Palestinians have been physically divided into two caged areas, the West Bank and Gaza. Physical separation has kept pace with the rise in Israel’s political demands. Gaza and the West Bank together comprise 22 per cent of Palestine. In 2000, Israel offered 80 per cent of the 22 per cent of the Palestinians’ homeland usurped in 1948.
Ariel Sharon offered a state on 42 per cent of the 80 per cent of 22 per cent of their homeland. Jewish settlements on the lands occupied since the war of 1967 have increased four-fold. There are now 350,000 of them in the West Bank and East Jerusalem.

Hamas won a landslide victory in the election to the Palestine Legislative Council on January 25, 2006 bagging 74 of the 132 seats to Fatah’s 45. A year later, when the two formed a government of national unity, the US and Israel insisted on Hamas’ ouster. The coalition broke up. A crippling embargo was imposed rendering it impossible for Hamas to govern Gaza.
The US initiated talks in July 2013, in which Mahmoud Abbas, Fatah’s leader, made vital concessions. But Israel demanded “complete control” over the occupied territories. He decided to heal the rift.

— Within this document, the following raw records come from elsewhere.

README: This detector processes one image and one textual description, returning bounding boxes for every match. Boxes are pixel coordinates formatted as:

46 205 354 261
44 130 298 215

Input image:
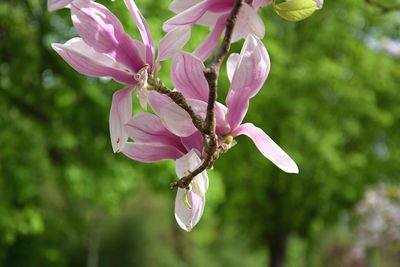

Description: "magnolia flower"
110 88 208 231
163 0 272 61
52 0 189 152
161 35 298 173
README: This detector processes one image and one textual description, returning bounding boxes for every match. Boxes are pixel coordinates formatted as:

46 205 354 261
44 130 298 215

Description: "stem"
365 0 400 13
171 0 243 191
148 76 204 132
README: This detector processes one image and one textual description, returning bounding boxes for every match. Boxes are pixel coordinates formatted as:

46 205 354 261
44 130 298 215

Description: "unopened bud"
274 0 323 21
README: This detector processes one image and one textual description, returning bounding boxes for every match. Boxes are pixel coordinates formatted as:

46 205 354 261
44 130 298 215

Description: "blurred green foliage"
0 0 400 267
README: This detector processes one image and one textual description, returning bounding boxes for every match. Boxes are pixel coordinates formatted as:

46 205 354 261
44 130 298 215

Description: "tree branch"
171 0 243 191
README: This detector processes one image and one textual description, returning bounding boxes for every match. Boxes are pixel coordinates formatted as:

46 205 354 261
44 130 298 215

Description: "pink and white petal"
181 131 204 153
122 142 183 162
232 123 299 173
253 0 273 8
193 16 226 61
226 35 270 129
175 191 206 232
168 0 203 13
110 87 132 153
47 0 73 11
171 53 208 101
147 91 172 117
160 99 230 137
51 38 136 84
176 149 208 197
124 0 155 66
232 4 265 42
156 26 191 62
125 112 186 148
226 53 240 82
163 0 210 32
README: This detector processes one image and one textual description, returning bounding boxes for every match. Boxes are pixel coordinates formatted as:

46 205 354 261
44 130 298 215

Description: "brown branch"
148 76 204 132
365 0 400 13
171 0 243 191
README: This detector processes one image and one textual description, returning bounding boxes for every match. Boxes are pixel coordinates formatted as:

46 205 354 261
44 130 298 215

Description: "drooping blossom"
52 0 189 152
163 0 272 61
161 35 298 173
110 88 208 231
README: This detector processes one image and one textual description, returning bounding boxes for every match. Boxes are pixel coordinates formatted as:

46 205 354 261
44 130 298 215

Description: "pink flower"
52 0 189 152
163 0 271 61
110 88 208 231
161 35 298 173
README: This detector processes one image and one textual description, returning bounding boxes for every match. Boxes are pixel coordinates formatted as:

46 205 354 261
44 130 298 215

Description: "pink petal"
71 0 145 72
226 53 240 82
160 99 230 137
232 4 265 42
147 91 172 117
226 35 270 129
110 88 132 153
163 0 210 32
253 0 273 8
176 149 208 197
122 142 183 162
125 112 186 151
175 191 206 232
51 38 136 84
157 26 190 62
232 123 299 173
47 0 73 11
181 131 204 153
124 0 155 66
171 53 208 101
168 0 203 13
193 16 227 61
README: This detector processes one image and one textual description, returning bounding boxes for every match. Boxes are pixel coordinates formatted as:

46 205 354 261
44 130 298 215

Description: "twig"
148 76 205 132
171 0 243 191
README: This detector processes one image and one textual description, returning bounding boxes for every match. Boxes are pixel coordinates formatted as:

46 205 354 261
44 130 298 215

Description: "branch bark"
171 0 243 191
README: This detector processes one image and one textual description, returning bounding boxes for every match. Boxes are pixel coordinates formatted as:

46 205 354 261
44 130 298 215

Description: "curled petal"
51 38 136 84
71 0 145 72
160 99 230 137
47 0 73 11
176 149 208 197
226 35 270 129
110 88 132 153
157 26 190 62
232 123 299 173
147 91 172 117
226 53 240 82
124 0 154 65
232 4 265 42
172 53 208 101
163 0 210 31
125 112 185 151
175 188 206 232
122 142 183 162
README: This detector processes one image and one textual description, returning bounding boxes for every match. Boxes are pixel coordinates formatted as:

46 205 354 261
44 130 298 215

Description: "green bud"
274 0 318 21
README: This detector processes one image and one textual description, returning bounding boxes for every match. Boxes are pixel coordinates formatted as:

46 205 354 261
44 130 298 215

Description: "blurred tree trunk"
267 235 287 267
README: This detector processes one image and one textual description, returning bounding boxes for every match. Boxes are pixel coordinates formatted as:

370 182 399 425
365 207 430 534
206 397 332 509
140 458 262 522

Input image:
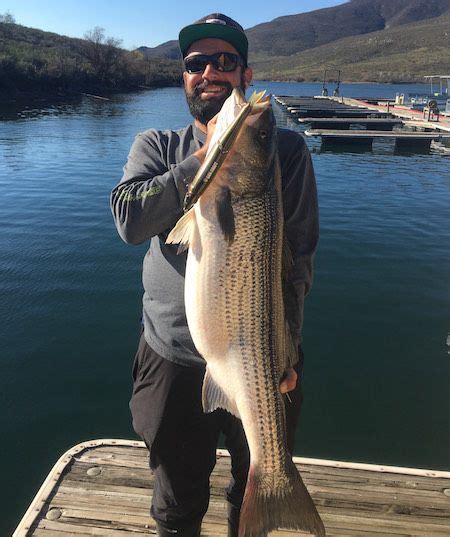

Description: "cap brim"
178 23 248 61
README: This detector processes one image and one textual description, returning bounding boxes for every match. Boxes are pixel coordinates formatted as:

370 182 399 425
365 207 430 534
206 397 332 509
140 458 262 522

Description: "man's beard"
185 80 245 125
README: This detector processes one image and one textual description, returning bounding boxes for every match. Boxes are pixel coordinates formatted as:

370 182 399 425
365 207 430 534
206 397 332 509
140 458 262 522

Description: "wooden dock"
274 96 450 152
297 117 403 131
14 440 450 537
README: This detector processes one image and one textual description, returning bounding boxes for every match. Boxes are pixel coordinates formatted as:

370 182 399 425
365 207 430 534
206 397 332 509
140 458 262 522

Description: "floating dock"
305 129 450 150
14 440 450 537
274 96 450 151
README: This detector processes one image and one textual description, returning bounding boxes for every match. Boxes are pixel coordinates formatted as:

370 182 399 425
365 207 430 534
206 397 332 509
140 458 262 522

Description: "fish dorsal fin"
202 367 240 418
166 207 196 253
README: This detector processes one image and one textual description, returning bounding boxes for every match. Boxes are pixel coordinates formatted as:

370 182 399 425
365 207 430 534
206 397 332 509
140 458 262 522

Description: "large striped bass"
167 90 325 537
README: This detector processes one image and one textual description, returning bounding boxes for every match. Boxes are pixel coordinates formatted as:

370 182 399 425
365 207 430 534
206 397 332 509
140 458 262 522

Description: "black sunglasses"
184 52 244 74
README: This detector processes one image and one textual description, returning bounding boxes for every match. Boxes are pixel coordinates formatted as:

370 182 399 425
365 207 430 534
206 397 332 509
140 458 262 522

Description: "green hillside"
0 23 181 101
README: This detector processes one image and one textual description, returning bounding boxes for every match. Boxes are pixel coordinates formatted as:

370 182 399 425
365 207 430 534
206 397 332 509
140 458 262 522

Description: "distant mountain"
139 0 450 82
247 0 450 56
139 0 450 60
252 12 450 82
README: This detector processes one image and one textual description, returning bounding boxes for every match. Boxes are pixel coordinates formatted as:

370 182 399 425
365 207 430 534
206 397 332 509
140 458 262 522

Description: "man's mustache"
193 80 233 97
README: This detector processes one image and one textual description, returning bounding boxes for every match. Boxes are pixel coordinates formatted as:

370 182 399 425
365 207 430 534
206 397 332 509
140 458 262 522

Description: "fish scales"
168 90 325 537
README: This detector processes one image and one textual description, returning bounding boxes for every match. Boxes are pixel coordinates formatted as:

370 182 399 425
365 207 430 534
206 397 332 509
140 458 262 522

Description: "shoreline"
0 78 424 106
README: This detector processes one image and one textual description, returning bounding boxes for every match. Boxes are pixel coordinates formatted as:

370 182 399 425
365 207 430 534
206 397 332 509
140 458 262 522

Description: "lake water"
0 82 450 535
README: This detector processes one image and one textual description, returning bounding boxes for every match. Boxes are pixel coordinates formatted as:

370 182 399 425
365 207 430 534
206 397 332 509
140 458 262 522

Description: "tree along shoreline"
0 76 423 105
0 81 181 105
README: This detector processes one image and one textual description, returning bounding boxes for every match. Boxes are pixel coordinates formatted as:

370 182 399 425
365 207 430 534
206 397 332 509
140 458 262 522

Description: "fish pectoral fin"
216 187 236 244
281 321 298 372
248 90 266 104
166 207 196 253
202 368 241 419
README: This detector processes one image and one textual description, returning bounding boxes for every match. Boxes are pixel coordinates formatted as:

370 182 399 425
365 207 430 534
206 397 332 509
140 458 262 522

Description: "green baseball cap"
178 13 248 64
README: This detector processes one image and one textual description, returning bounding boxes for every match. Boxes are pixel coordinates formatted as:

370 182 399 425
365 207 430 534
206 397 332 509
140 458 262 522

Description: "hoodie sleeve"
110 130 200 244
279 129 319 341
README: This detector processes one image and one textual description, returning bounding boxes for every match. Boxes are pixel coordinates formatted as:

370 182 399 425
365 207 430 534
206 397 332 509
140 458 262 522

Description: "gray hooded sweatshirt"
111 124 319 367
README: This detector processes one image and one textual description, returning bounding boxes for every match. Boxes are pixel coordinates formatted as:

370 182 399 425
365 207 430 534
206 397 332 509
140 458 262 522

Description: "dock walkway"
14 440 450 537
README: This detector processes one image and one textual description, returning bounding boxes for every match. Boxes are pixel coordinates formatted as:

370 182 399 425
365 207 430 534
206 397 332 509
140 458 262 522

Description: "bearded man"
111 13 318 537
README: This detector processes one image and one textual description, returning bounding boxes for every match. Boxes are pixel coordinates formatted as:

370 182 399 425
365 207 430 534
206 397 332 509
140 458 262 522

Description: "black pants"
130 334 303 529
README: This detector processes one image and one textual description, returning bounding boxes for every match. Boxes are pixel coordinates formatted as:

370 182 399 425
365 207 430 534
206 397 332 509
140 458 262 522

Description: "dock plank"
14 440 450 537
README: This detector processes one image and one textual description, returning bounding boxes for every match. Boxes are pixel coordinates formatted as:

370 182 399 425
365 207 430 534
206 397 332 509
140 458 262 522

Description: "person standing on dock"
111 13 319 537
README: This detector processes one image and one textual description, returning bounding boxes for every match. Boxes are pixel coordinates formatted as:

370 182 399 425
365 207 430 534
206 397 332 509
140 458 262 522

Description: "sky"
0 0 345 49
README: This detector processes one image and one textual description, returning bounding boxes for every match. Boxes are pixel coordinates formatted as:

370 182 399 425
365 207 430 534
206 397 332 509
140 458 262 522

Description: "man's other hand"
194 114 219 162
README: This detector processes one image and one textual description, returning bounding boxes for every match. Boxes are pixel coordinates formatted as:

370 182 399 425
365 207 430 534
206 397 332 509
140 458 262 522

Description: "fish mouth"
197 83 232 100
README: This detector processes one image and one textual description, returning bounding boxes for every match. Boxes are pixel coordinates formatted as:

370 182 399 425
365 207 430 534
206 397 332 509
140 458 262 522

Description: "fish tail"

On April 23, 2014 Fatah and Hamas agreed to set up a government of technocrats headed by Abbas and to hold presidential and legislative elections within six months. Netanyahu immediately declared that Abbas “must choose. Does he want reconciliation with Hamas or peace with Israel?” He himself forged a coalition with Right-wing parties such as Naftali Bennett’s Jewish Home.
In May, Israeli forces killed two Palestinian youths. In reprisal, Hamas allegedly abducted three young Israeli settlers. An “incremental genocide” by Israel followed, to use the Israeli scholar Ilan Pappe’s words. The US endorsed Israel’s stand in September 2010 that the Palestinians must recognise Israel as a Jewish state. Archival disclosures by Ahron Bregman in his book Cursed Victory show that the US was never a mediator. Then President Bill Clinton told Prime Minister Ehud Barak, “I’ll back you… I’m your guy…” Israel’s nuclear arsenal was safe. Clinton showed his proposals to Israeli negotiators before presenting them to Yasser Arafat. The EU will not part company with the US on Israel.

But the Arab states were not particularly energetic in pressing Palestine’s case either. Israel’s foreign minister Abba Eban revealed in his memoirs Personal Witness that at Camp David, President Anwar Sadat “was thinking of Egyptian interests alone. His devotion to the Palestinian cause was perfunctory…”
The situation is far worse today as David Kirkpatrick reported in the New York Times recently from Cairo. Hamas, an offshoot of the Muslim Brotherhood, enjoys little support from leaders of the Arab states; with the exception of Qatar and Turkey. Iran’s support to Hamas is another factor.

Egypt leads “a new coalition of Arab states — including Saudi Arabia, the United Arab Emirates and Jordan — that has effectively lined up with Israel in its fight against Hamas, the Islamist movement that controls the Gaza Strip. That, in turn, may have contributed to the failure of the antagonists to reach a ceasefire even after more than three weeks of bloodshed”.
If that were all, one would despair of any future for the Palestinians. But there are avenues which promise results. One is Hamas’ renunciation of the rocket attacks which serve only to invite international censure. Instead, it could employ the tactics of peaceful protest so precisely enunciated by Gene Sharp in his books on The Politics of Non-Violent Action.

The most telling movement is BDS — Boycott, Disinvestment and Sanction — launched in July 2005 by 172 Palestinian civil society organisations. It calls for “non-violent punitive measures”. They include boycotts of Israel’s economy and institutions, withdrawal of foreign investment and sanctions against the state itself.